Mohamed Larbi

Personal information
- Full name: Mohamed Wael Larbi
- Date of birth: 2 September 1987 (age 38)
- Place of birth: Soliman, Tunisia
- Height: 1.86 m (6 ft 1 in)
- Position: Midfielder

Senior career*
- Years: Team / Apps / (Gls)
- 2009–2010: Compiègne / 27 / (0)
- 2010–2011: Saint-Pryvé Saint-Hilaire / 14 / (1)
- 2011–2013: Luçon / 72 / (13)
- 2013–2017: Gazélec Ajaccio / 76 / (16)
- 2017: Sochaux / 13 / (0)
- 2017–2018: Samsunspor / 1 / (0)
- 2018: Tours / 13 / (0)
- 2018–2019: ES Tunis / 6 / (1)
- 2019–2020: Mumbai City / 14 / (2)
- 2020–2021: SO Cholet / 20 / (4)

International career^{‡}
- 2016–: Tunisia / 4 / (0)

= Mohamed Larbi =

Tunisian footballer (born 1987)

Mohamed Larbi (born 2 September 1987) is a Tunisian professional footballer who plays as a midfielder.

==Career==

===FC Nantes===
Larbi hails from the famous FC Nantes Academy where he played from age 13 to 18. He was featured in the documentary "L'Académie du Foot" alongside Dimitri Payet. Larbi was one of the pillar of the FC Nantes team which reached the finals of the 2004 Montaigu U16 tournament, losing to Karim Benzema's Olympique Lyon team. He signed his first professional contract in 2005, with Espérance Sportive de Tunis, one the leading teams in the Tunisian league.

===Etoile Sportive du Sahel, Menton, AFC Compiègne, St-Pryvé St-Hilaire===
After an unsuccessful experience in Tunisia, Larbi decided to return to France to play in the semi-pro divisions with Menton, AFC Compiègne and St-Privé St-Hilaire.

===Luçon VF===
Larbi signed with Luçon in third-tier Championnat National in 2011 on a two-year contract. He played for 1 1/2 seasons, totalling 77 games and 14 goals. He left the team to sign with Gazélec Ajaccio in February 2013.

===GFC Ajaccio===
Larbi joined the team for the 2012–2013 season and went on the help the club earn third spot in the Championnat National which secured a return to Ligue 2. During the 2013–2014 season, GFC Ajaccio again won promotion, this time to Ligue 1, with Larbi scoring nine goals.

Larbi made his debut in Ligue 1 in the 2015-2016 season. In his best season by far, he was named twice in the "L'Équipe type de Ligue 1", the best 11 players designated by the newspaper L'Équipe. He played 34 games amassing 9 goals and 3 assists. He scored twice against Girondins de Bordeaux on 31 October 2015 in a 2–1 win and scored another brace against Olympique Lyonnais on 20 December 2015.

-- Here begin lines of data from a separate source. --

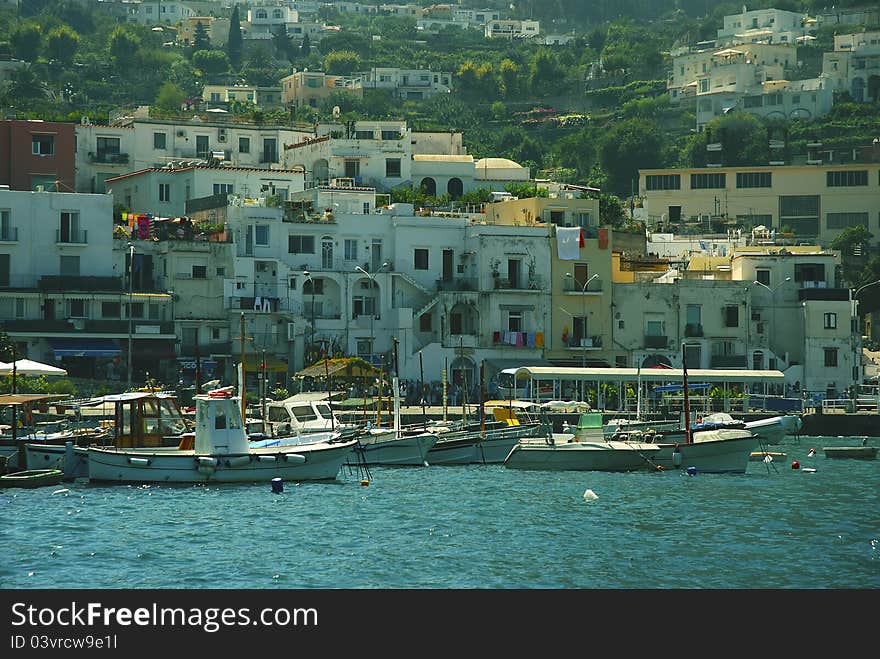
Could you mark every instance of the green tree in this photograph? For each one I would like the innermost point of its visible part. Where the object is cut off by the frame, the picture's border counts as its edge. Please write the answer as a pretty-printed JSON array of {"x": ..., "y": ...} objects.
[
  {"x": 629, "y": 145},
  {"x": 342, "y": 62},
  {"x": 123, "y": 46},
  {"x": 854, "y": 244},
  {"x": 61, "y": 44},
  {"x": 170, "y": 98},
  {"x": 201, "y": 38},
  {"x": 234, "y": 41},
  {"x": 26, "y": 41},
  {"x": 211, "y": 62},
  {"x": 305, "y": 47}
]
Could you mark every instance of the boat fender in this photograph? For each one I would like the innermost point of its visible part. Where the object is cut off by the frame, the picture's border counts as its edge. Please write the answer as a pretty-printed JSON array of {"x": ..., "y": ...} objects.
[{"x": 238, "y": 461}]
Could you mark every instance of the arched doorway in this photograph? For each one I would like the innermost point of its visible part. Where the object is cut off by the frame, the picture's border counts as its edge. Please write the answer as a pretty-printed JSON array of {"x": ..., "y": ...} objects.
[{"x": 455, "y": 188}]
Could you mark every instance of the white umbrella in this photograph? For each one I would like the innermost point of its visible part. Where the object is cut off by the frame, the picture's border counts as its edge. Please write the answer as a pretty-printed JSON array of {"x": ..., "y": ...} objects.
[{"x": 30, "y": 368}]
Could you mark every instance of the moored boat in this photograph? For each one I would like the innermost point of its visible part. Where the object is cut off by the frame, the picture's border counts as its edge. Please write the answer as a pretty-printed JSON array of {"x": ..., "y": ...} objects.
[
  {"x": 220, "y": 454},
  {"x": 32, "y": 478}
]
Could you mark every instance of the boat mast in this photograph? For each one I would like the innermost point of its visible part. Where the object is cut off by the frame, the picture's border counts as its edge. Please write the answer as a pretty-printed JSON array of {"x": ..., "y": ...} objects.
[{"x": 687, "y": 418}]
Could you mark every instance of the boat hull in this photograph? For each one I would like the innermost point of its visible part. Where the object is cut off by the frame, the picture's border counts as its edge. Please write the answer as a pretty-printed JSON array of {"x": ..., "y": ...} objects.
[
  {"x": 582, "y": 456},
  {"x": 322, "y": 462},
  {"x": 395, "y": 451},
  {"x": 32, "y": 478}
]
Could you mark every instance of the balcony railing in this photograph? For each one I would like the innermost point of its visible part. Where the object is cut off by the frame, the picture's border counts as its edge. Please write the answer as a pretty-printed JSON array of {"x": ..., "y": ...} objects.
[
  {"x": 75, "y": 237},
  {"x": 458, "y": 284},
  {"x": 693, "y": 330},
  {"x": 727, "y": 361}
]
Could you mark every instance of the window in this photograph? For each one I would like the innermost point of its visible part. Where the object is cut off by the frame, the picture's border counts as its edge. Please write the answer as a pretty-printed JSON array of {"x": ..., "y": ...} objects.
[
  {"x": 663, "y": 182},
  {"x": 352, "y": 168},
  {"x": 847, "y": 178},
  {"x": 731, "y": 315},
  {"x": 514, "y": 321},
  {"x": 201, "y": 146},
  {"x": 313, "y": 287},
  {"x": 830, "y": 357},
  {"x": 76, "y": 309},
  {"x": 111, "y": 310},
  {"x": 420, "y": 259},
  {"x": 350, "y": 249},
  {"x": 754, "y": 179},
  {"x": 43, "y": 145},
  {"x": 845, "y": 220},
  {"x": 708, "y": 181},
  {"x": 261, "y": 235},
  {"x": 392, "y": 167},
  {"x": 301, "y": 244}
]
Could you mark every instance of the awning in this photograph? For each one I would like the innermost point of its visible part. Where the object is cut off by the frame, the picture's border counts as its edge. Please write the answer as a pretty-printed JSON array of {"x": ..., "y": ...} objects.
[
  {"x": 79, "y": 347},
  {"x": 273, "y": 364}
]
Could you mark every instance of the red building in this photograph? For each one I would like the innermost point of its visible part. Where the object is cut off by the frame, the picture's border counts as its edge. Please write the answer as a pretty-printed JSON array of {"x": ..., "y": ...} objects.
[{"x": 36, "y": 153}]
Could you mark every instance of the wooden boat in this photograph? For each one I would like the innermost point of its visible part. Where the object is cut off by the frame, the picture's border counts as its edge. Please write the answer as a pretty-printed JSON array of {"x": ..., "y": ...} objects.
[
  {"x": 220, "y": 454},
  {"x": 863, "y": 452},
  {"x": 32, "y": 478}
]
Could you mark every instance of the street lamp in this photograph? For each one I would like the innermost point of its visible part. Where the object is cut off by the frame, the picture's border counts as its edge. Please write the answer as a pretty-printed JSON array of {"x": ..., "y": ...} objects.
[
  {"x": 311, "y": 281},
  {"x": 130, "y": 298},
  {"x": 773, "y": 303},
  {"x": 583, "y": 333},
  {"x": 373, "y": 301}
]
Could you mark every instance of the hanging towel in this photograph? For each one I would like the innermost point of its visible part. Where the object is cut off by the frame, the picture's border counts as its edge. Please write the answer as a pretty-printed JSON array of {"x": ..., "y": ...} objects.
[{"x": 568, "y": 243}]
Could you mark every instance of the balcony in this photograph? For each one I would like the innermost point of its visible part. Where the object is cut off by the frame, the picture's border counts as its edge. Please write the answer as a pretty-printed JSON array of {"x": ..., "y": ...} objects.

In May 2016, Larbi announced that he would not return to GFC Ajaccio for the 2016–2017 season.

In early November 2016, having only played for five minutes in two matches, he was dismissed by the club after failing to attend a warm-down session after a match on 14 October.

===Mumbai City FC===

Larbi joined Mumbai City FC for the 2019–20 Indian Super League season. He played 11 games amassing 1 goals and 4 assists. In January 2020 he signed contract extension for remainder of the season.

===SO Cholet===
Larbi returned to France with Championnat National side SO Cholet, signing on 31 August 2020.

==International career==
Larbi made his debut for Tunisia against Togo on 27 March 2016. In May 2018 he was named in Tunisia’s preliminary 29 man squad for the 2018 World Cup in Russia.

== Personal life ==
Larbi holds both Tunisian and French nationalities.